We know that MilCore.dll is the unmanaged part of WPF, and is responsible for composition and rendering. It's built on top of Direct3d. We can deduct that MilCore.dll is the one implementing the audio / video playing, because it exports functions such as MilMediaSetIsScrubbingEnabled, MilMediaOpen, etc.
What we do also know is that for WPF to render video inside the composited graph, it takes whatever default DirectShow graph created automagically for a specific file, and replaces the normal rendering surface by the EVR. As explained on msdn, the EVR is a new renderer shipping as part of Vista that can be used for both DirectShow and MediaFoundation pipelines for rendering and compositing video streams. It's been said before that the renderer is also shipped as part of .net 3.0. Don't be surprised if some media center applications not built on WPF still have a requirement of .net 3.0 exactly for that reason: Leverage the EVR to replace the ageing VMR9. You can find more information on these on Msdn. Finally, the EVR supports a model where you can replace Presenters, aka the surface on which the video gets rendered. And we know from an msdn post that WPF ships its own Presenter.

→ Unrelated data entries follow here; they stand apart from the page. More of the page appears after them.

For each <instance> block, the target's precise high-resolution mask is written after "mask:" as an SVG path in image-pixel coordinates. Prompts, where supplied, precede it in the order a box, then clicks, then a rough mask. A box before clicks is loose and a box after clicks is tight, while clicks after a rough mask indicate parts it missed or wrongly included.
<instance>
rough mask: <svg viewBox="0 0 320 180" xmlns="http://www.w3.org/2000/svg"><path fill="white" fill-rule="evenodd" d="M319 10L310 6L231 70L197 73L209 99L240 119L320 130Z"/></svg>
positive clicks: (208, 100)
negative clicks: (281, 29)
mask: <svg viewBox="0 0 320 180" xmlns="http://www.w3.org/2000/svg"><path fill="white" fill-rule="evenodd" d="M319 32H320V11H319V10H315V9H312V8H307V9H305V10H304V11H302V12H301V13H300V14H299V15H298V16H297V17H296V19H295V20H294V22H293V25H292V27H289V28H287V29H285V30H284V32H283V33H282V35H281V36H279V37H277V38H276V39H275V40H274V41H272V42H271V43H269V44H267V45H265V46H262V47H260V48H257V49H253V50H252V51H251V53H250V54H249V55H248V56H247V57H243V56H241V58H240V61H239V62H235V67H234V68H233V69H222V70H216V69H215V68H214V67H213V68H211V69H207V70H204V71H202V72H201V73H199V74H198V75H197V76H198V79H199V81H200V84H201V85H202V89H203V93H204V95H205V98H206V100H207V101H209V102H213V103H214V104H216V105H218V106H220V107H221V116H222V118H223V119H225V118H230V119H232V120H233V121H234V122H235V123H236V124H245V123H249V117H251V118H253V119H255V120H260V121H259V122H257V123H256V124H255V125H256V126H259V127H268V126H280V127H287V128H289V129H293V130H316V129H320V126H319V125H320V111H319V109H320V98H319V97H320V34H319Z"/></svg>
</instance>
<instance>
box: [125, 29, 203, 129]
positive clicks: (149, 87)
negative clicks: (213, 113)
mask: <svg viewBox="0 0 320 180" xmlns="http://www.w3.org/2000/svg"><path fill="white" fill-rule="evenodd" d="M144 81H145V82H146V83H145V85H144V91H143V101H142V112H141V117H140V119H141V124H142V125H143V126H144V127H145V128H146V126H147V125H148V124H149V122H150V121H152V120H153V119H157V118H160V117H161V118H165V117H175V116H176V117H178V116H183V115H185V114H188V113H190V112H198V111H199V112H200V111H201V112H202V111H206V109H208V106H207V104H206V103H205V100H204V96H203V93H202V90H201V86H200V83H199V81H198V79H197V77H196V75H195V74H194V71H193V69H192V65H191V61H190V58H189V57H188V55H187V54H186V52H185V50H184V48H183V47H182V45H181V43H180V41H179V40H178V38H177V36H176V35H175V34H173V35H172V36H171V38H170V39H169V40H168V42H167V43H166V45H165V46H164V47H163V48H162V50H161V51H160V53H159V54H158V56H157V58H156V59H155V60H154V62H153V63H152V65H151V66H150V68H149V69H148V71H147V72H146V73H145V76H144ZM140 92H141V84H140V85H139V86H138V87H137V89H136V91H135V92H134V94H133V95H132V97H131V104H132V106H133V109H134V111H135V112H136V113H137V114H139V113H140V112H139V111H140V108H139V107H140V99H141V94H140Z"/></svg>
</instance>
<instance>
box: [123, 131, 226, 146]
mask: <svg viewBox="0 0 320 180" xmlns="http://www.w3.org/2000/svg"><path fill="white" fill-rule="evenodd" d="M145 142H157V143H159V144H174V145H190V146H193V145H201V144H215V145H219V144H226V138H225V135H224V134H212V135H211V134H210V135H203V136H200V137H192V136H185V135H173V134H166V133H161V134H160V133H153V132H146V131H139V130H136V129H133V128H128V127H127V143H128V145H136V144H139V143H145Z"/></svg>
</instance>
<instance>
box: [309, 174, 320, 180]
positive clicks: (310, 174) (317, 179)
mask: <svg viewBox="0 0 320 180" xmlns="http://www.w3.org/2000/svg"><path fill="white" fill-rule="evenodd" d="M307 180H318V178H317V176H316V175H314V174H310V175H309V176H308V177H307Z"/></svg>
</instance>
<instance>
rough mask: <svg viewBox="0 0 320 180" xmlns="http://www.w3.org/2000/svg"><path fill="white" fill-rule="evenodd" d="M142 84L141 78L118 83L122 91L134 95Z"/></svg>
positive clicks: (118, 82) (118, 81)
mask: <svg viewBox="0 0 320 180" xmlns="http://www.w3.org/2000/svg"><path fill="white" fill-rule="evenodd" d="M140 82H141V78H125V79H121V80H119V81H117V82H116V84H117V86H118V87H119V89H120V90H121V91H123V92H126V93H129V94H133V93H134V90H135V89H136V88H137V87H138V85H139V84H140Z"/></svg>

In passing, that's where you may encounter scrubbing issues on XP. The presenter is the only component knowing intimately about your hardware. It's as such the one that will know about the vsync on your monitor. In XP, the custom presenter synchronizes with the composition engine, but that engine is only on one window. The windows themselves are still in GDI/USER32 land. Without knowing enough of how the composition engine works, I still assume tearing still happens exactly for this reason, even though the WPF content is a retained mode scene. On windows Vista, the same composition engine is used to do a composition for a WPF application or for the whole desktop. As I understand it, it is actually only one rendering tree, where GDI apps are just a node in the tree with a graphic, whereas a WPF app has a whole visual tree, which in turn is what lets the magnifier on Vista to properly zoom on WPF content.

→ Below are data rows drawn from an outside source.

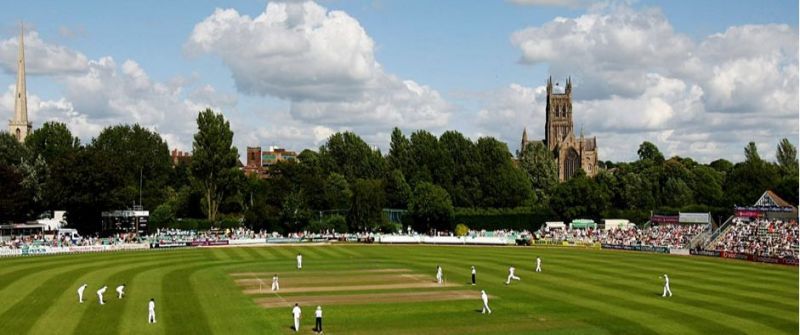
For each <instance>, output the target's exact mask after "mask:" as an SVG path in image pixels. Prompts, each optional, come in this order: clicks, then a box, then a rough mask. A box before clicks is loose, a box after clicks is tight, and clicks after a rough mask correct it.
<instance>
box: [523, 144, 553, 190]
mask: <svg viewBox="0 0 800 335" xmlns="http://www.w3.org/2000/svg"><path fill="white" fill-rule="evenodd" d="M519 166H520V167H521V168H522V169H523V170H525V172H527V173H528V178H529V179H530V181H531V187H533V190H534V192H536V196H537V198H538V199H539V200H540V201H543V200H545V198H546V195H547V194H549V193H550V191H551V190H552V189H553V187H555V186H556V185H557V184H558V165H556V160H555V159H554V158H553V154H552V153H551V152H550V150H547V146H545V145H544V143H543V142H541V141H536V142H532V143H529V144H528V145H526V146H525V148H523V149H522V150H521V152H520V155H519Z"/></svg>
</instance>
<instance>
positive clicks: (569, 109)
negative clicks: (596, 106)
mask: <svg viewBox="0 0 800 335" xmlns="http://www.w3.org/2000/svg"><path fill="white" fill-rule="evenodd" d="M554 89H556V90H557V89H559V87H558V83H556V87H555V88H554V87H553V78H548V79H547V107H545V112H546V114H545V115H546V116H545V124H544V126H545V131H544V133H545V141H546V142H547V148H548V149H550V150H553V149H555V146H556V145H557V144H558V143H559V142H561V141H563V140H564V139H565V138H567V135H569V134H571V133H572V79H570V78H567V85H566V88H565V89H564V92H563V93H562V92H555V91H554Z"/></svg>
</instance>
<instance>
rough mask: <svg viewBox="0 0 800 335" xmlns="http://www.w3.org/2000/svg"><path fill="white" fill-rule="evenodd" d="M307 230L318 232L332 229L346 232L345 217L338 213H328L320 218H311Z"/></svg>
mask: <svg viewBox="0 0 800 335" xmlns="http://www.w3.org/2000/svg"><path fill="white" fill-rule="evenodd" d="M307 229H308V231H310V232H312V233H319V232H323V231H326V230H333V231H336V232H337V233H346V232H347V219H346V218H345V217H344V216H342V215H339V214H334V215H328V216H326V217H324V218H322V220H312V221H311V222H309V223H308V227H307Z"/></svg>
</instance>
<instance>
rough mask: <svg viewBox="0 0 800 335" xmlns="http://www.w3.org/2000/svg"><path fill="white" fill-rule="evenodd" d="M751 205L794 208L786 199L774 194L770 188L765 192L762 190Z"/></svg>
mask: <svg viewBox="0 0 800 335" xmlns="http://www.w3.org/2000/svg"><path fill="white" fill-rule="evenodd" d="M753 205H754V206H768V207H791V208H795V207H794V206H792V204H790V203H788V202H787V201H786V200H783V199H782V198H781V197H779V196H778V195H777V194H775V192H772V191H770V190H767V191H766V192H764V194H762V195H761V196H760V197H759V198H758V201H756V203H755V204H753Z"/></svg>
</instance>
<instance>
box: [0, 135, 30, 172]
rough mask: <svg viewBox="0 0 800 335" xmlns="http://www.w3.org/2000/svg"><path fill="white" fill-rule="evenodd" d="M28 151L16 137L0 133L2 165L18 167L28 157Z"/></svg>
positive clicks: (1, 157)
mask: <svg viewBox="0 0 800 335" xmlns="http://www.w3.org/2000/svg"><path fill="white" fill-rule="evenodd" d="M27 155H28V151H27V150H26V149H25V146H23V145H22V144H20V143H19V141H17V139H16V138H14V136H12V135H11V134H9V133H7V132H5V131H2V132H0V165H7V166H8V165H11V166H17V165H19V163H21V162H22V160H24V159H25V157H27Z"/></svg>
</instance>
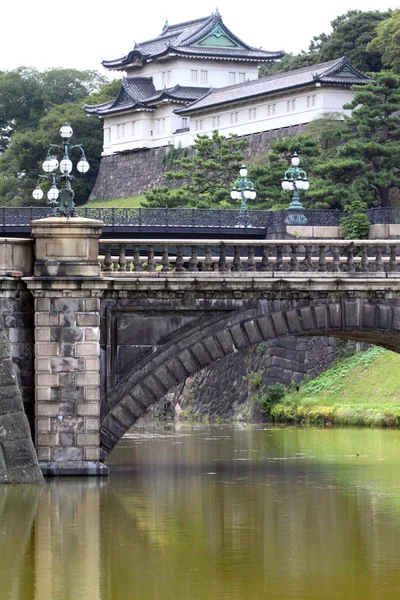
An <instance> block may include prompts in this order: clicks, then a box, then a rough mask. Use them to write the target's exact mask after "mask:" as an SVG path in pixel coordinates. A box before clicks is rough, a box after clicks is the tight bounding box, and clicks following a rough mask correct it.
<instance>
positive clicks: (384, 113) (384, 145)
mask: <svg viewBox="0 0 400 600" xmlns="http://www.w3.org/2000/svg"><path fill="white" fill-rule="evenodd" d="M354 89H355V91H356V93H355V96H354V99H353V101H352V102H350V103H349V104H347V105H345V107H344V108H346V109H350V110H352V111H353V112H352V116H351V117H348V118H346V121H345V128H344V130H343V132H342V140H343V143H342V144H340V145H339V146H338V148H337V151H336V155H335V156H334V158H331V159H330V158H328V160H327V161H326V162H322V163H321V164H319V165H318V167H317V169H316V172H317V173H318V174H319V175H320V176H321V177H324V178H327V179H328V180H329V179H330V180H331V181H332V182H333V183H334V184H343V185H345V186H346V187H347V194H350V196H351V197H350V200H351V199H355V198H359V199H361V200H363V201H366V202H367V203H368V205H369V206H371V205H380V206H389V204H390V202H389V195H390V192H391V190H393V189H395V188H398V187H400V170H399V165H400V144H399V139H400V116H399V111H400V76H399V75H396V74H394V73H391V72H382V73H377V74H375V75H374V77H373V79H372V80H371V81H370V82H369V83H368V84H366V85H364V86H354Z"/></svg>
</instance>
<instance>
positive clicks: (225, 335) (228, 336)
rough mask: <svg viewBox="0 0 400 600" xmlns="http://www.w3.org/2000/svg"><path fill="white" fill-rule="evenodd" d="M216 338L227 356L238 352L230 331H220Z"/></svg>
mask: <svg viewBox="0 0 400 600" xmlns="http://www.w3.org/2000/svg"><path fill="white" fill-rule="evenodd" d="M215 337H216V338H217V339H218V342H219V344H220V346H221V348H222V350H223V352H224V354H225V355H227V354H231V353H232V352H236V351H237V348H236V346H235V343H234V341H233V338H232V336H231V334H230V332H229V330H228V329H225V330H223V331H218V333H217V334H216V336H215ZM185 366H186V365H185Z"/></svg>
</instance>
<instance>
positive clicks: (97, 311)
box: [83, 298, 100, 312]
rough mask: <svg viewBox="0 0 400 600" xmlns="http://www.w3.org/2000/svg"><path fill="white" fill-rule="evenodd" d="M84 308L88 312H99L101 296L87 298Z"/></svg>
mask: <svg viewBox="0 0 400 600" xmlns="http://www.w3.org/2000/svg"><path fill="white" fill-rule="evenodd" d="M83 304H84V310H85V311H87V312H99V311H100V298H85V300H84V303H83Z"/></svg>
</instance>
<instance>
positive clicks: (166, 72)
mask: <svg viewBox="0 0 400 600" xmlns="http://www.w3.org/2000/svg"><path fill="white" fill-rule="evenodd" d="M170 75H171V71H163V72H162V85H163V86H164V87H165V86H167V85H169V82H170Z"/></svg>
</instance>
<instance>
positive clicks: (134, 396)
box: [100, 298, 400, 460]
mask: <svg viewBox="0 0 400 600" xmlns="http://www.w3.org/2000/svg"><path fill="white" fill-rule="evenodd" d="M285 304H286V305H288V303H285ZM293 304H296V303H292V306H289V305H288V307H287V308H282V309H280V310H270V307H269V306H268V308H266V305H265V303H263V302H260V303H259V305H258V307H257V308H253V309H240V310H237V311H235V312H231V313H228V314H226V313H225V314H224V316H223V317H221V318H220V319H219V320H217V321H213V322H212V323H210V324H207V325H206V326H204V324H198V323H195V325H194V328H193V329H192V330H189V331H188V330H187V328H185V331H184V333H182V332H181V333H180V332H177V334H176V335H174V336H173V337H172V338H171V339H169V340H168V342H167V343H166V344H165V345H163V346H161V347H159V348H158V350H157V351H156V352H154V354H152V355H151V356H148V357H146V359H144V360H143V361H142V362H141V363H140V364H138V365H136V366H135V367H134V368H133V369H132V370H131V371H130V372H128V374H127V375H126V376H125V377H124V379H123V380H122V381H120V382H119V383H118V384H117V385H116V386H115V387H114V388H113V389H112V390H111V391H110V392H109V393H108V394H107V395H106V396H105V397H104V398H103V400H102V416H101V432H100V433H101V451H102V459H103V460H105V458H106V457H107V456H108V454H109V453H110V451H111V450H112V449H113V448H114V446H115V445H116V444H117V443H118V440H119V439H120V438H121V437H122V436H123V435H124V433H126V431H127V430H128V429H129V428H130V427H131V426H132V425H133V424H134V423H135V422H136V420H137V419H138V418H139V417H140V416H141V415H142V414H143V413H144V412H146V410H147V409H148V408H149V407H150V406H151V405H152V404H154V403H155V402H157V401H158V400H160V399H161V398H162V397H163V396H164V395H165V394H166V393H168V392H169V391H171V390H172V389H174V388H175V387H176V386H177V385H178V384H180V383H182V382H183V381H185V380H186V379H187V377H189V376H190V375H193V374H194V373H196V372H198V371H200V370H202V369H204V368H205V367H207V366H209V365H211V364H212V363H213V362H215V361H217V360H220V359H223V358H224V357H225V356H227V355H229V354H231V353H233V352H238V351H240V350H243V349H245V348H249V347H250V346H254V345H257V344H259V343H261V342H264V341H269V340H272V339H275V338H279V337H285V336H288V335H295V336H299V335H304V336H333V337H339V338H347V339H355V340H359V341H363V342H367V343H371V344H377V345H381V346H383V347H386V348H388V349H389V350H394V351H396V352H400V306H398V305H397V303H396V302H395V301H394V302H393V303H391V302H390V301H385V300H382V301H369V300H367V299H360V298H354V299H353V298H351V299H338V300H326V301H322V300H319V301H312V300H309V301H302V302H301V303H300V302H299V303H297V305H293Z"/></svg>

Well, there you are. The difference between plain old Windows Media Player and WPF is large enough (different renderer) that there's no guarantees that a video playing in WMP will play without issues on WPF. All this still begs the question as to why is the WPF team using wmp.dll rather than go straight to DirectShow? I would place my bet on not duplicating engineering work, as Windows Media Player now supports initializing either the MediaFoundation or the DirectShow pipeline based on the file, and leveraging that support would save code duplication. Or it could be something completely different.
But what we can say is that the Windows Media Player process *is not executed*. We can also say that while it's true that there's a linking to wmp.dll and the use of COM interfaces, it is not possible to say if an actual ActiveX control or OCX is used or if some code is not leveraged for DirectShow/MediaFoundation graph construction.